The tea-to-clothes group, reporting a 28% drop in sugar revenues for the 16 weeks to January 4, said that a drop in its sugar profits for the full financial year would "be even greater than previously expected" thanks to the tumble in world sugar prices.
Raw sugar futures for March on Thursday hit 15.10 cents a pound in New York, the lowest for a spot contract since June 2010, and down 20% over the past three months.
London white sugar for March touched $414.00 a tonne, the weakest since April 2009.
"The further recent fall in world sugar prices may put further pressure on revenues and margins, particularly in China," the group said.
The decrease in world prices was exacerbating damage to ABF from European Union sugar reforms, which will, from 2017, scrap production quotas for the sweetener.
The higher production implied has already shifted market power to buyers, undermining European sugar prices which are typically above those on the world market.
"EU sugar prices… were lower in the period, which will lead to lower revenues and margins, for both the UK and Spain in the full year," Associated British Foods said, acknowledging its sugar performance was "weaker than expected".
The group flagged some positive points for its sugar division, with UK sugar production pegged at 1.28m tonnes, up 11.3% year on year, and an "improved" beginning-of-season performance in Spain.
In China, cost cuts and capacity closures mean ABF's operations in the country should "deliver a substantial improvement in profitability this year".
And the company also revealed, another, strong performance by its Primark discount clothes retailer, which achieved a 14% rise in sales.
"The second half of the period was characterised by excellent Christmas trading, with very strong like-for-like growth," ABF said.
However, its shares, which hit a record high in the last session, fell back 4.3% to 2580p in London, as the weak sugar performance deterred investors.
Numis, terming the sugar performance as "bad news", cut to "sell" from "hold" its rating on ABF shares.
"ABF shares look to have run ahead too fast and too far," Numis analyst Charles Pick said.
Panmure Gordon, contrasting a "disappointing" sugar result with an "impressive" performance by Primark, said that "the shares are surely due a pause for breath".
The broker cut by £50m to £295m its forecast for ABF sugar earnings before interest, tax and amortisation (ebita) for the full financial year, which would represent a 32% fall year on year.

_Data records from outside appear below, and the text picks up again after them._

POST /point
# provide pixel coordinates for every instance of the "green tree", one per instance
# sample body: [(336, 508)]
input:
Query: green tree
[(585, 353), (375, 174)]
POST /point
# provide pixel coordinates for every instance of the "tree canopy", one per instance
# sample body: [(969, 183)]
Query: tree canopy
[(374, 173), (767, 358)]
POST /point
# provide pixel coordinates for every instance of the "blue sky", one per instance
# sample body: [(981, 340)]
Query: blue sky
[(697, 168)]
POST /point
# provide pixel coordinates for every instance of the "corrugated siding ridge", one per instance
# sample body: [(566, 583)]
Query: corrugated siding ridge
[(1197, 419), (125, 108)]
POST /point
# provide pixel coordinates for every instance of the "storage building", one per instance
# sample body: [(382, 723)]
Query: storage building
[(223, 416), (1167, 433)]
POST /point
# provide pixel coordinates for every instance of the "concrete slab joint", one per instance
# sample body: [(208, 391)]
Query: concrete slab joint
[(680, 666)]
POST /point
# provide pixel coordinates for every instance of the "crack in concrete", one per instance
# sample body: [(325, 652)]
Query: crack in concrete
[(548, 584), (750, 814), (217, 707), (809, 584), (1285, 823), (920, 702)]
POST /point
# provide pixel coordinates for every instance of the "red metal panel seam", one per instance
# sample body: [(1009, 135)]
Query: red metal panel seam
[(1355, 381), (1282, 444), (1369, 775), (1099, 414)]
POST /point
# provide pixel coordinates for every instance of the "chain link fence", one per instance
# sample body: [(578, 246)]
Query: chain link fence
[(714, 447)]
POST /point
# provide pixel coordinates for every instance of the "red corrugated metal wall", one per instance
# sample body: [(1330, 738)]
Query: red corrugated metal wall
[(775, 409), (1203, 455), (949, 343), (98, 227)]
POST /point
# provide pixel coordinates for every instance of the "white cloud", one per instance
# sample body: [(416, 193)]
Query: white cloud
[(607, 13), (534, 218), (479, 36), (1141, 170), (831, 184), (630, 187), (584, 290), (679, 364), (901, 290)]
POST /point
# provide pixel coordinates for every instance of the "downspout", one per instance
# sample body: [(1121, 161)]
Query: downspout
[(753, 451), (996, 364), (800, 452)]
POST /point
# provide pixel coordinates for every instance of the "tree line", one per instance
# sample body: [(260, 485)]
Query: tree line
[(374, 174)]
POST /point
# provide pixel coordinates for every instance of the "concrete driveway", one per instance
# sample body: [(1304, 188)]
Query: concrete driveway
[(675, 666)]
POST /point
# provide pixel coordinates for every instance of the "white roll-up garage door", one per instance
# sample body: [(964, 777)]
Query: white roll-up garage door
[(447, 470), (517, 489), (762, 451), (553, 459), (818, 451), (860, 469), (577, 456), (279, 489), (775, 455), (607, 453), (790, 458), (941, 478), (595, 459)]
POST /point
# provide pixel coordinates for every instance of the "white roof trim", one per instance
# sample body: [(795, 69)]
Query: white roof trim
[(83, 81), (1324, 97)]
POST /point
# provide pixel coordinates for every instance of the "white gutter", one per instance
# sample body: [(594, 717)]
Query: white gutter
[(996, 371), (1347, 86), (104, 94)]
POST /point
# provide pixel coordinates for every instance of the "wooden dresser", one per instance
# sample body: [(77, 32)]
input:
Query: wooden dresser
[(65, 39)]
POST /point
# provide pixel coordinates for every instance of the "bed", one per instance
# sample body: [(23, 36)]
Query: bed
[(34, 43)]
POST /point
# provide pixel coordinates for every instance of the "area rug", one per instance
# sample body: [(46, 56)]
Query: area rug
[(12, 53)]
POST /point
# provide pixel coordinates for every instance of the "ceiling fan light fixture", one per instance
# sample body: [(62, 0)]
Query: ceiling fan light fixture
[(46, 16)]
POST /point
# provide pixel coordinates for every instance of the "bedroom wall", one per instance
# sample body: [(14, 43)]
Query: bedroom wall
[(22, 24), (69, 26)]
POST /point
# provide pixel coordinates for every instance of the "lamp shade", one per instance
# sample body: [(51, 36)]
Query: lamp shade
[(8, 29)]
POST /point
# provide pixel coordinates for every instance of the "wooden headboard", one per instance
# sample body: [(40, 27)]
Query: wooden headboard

"Chinese [sugar] losses are still expected to be lower than last year, but given weak world prices we now think the improvement will be more modest," Panmure Gordon analyst Graham Jones said.
However, Credit Suisse, while keeping a "neutral" rating on the stock raised by 150p to 2400p its target price for the shares, saying that the boost from Primark outweighed the "negative inevitability" from sugar.